The embarrassing part was when I Googled Barsol Pisco on my phone while sitting at the bar. It’s a brandy from Peru. Hubby ordered a Corpse Reviver #2. That one has Tanqueray Gin, Cointreau, Lillet Blanc, Absinthe, and fresh lemon juice. They tasted very jazzy and, er, reviving.
The next night, I ordered a Eudora’s Purple Hat in honor of Eudora Welty. People watched as the bartender began running around the middle section of the carousel to find the ingredients which are: Ketel One Citroen, fresh lemon juice, Crème de Violet, Black Raspberry Liqueur, simple syrup, and egg white.

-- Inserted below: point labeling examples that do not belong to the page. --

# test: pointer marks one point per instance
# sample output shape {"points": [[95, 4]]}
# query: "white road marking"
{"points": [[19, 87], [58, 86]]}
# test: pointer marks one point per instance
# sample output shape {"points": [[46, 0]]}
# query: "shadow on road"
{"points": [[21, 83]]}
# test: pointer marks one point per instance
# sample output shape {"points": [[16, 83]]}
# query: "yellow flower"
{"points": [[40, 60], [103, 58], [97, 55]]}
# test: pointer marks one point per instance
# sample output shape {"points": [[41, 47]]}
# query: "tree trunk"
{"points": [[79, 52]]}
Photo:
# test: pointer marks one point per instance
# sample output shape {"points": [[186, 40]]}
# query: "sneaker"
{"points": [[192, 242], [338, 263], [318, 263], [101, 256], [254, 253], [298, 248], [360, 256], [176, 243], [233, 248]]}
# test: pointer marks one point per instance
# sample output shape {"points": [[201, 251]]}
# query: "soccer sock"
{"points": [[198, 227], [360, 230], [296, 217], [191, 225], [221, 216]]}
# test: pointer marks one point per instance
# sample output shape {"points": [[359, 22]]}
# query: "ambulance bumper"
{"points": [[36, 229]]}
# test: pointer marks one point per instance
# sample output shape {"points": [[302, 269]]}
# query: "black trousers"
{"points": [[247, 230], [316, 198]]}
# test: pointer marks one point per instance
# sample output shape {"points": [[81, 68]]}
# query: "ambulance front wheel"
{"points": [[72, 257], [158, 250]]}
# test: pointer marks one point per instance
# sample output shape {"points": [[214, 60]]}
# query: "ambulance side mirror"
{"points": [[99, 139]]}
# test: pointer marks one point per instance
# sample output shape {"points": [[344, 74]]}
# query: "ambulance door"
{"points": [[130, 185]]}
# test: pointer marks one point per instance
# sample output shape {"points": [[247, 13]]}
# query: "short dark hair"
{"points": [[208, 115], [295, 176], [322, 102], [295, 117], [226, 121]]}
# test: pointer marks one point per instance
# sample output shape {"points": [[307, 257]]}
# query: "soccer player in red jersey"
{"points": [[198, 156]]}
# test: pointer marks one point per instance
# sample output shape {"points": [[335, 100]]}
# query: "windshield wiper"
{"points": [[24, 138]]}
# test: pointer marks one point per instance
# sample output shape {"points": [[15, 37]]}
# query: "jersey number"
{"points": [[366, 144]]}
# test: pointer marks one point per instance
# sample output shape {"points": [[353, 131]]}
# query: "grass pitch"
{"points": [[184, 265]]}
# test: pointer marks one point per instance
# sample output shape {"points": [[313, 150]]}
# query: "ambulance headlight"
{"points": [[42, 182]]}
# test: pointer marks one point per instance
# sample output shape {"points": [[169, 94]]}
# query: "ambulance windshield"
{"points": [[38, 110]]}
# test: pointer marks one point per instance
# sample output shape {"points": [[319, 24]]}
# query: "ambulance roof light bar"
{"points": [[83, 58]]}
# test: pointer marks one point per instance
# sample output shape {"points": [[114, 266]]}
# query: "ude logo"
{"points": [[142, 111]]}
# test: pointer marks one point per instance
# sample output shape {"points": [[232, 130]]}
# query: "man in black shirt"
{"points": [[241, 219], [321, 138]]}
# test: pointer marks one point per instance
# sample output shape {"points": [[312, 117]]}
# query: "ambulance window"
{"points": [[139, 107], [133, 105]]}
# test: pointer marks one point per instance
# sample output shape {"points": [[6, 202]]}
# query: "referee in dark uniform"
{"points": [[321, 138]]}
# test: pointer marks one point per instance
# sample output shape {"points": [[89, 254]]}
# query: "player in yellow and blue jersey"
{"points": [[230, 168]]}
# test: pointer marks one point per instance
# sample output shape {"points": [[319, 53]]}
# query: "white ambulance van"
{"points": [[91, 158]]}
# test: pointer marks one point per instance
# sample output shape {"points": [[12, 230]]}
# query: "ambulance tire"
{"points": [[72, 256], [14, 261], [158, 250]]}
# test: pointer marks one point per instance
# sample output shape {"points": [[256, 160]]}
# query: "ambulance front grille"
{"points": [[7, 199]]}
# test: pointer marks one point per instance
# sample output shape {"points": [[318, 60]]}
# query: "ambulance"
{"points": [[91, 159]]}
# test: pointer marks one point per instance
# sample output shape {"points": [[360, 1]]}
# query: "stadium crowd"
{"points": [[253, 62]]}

Yes, the white of an egg. “The lemon juice cooks it,” says the bartender. I’ll pretend I believe that. I think it was the sound of the egg cracking that brought all conversation to a halt. Except for us.
“What is he doing with that?” hubby asks. “Putting it in my drink. It’ll make a froth.” Another egg cracks. “Two of them?” he asks me. “No. That’s going in your drink.” Hubby has ordered (with a straight face) a London Fairy consisting of Bombay Sapphire, Lucid Absinthe, fresh lime juice, pineapple juice, egg white, and simple syrup. “I’m not supposed to have egg in my drink,” he insists. I point out the egg white in the drink description. “But I didn’t know it was going to come from an egg!”
It was actually good and did not taste like raw egg white; however, the drinks blew our dinner budget, so it was lucky that there was some protein in them.
What’s the most exotic drink–alcoholic or non–you’ve ever ordered? If you checked the Carousel’s menu, what drink would you have chosen?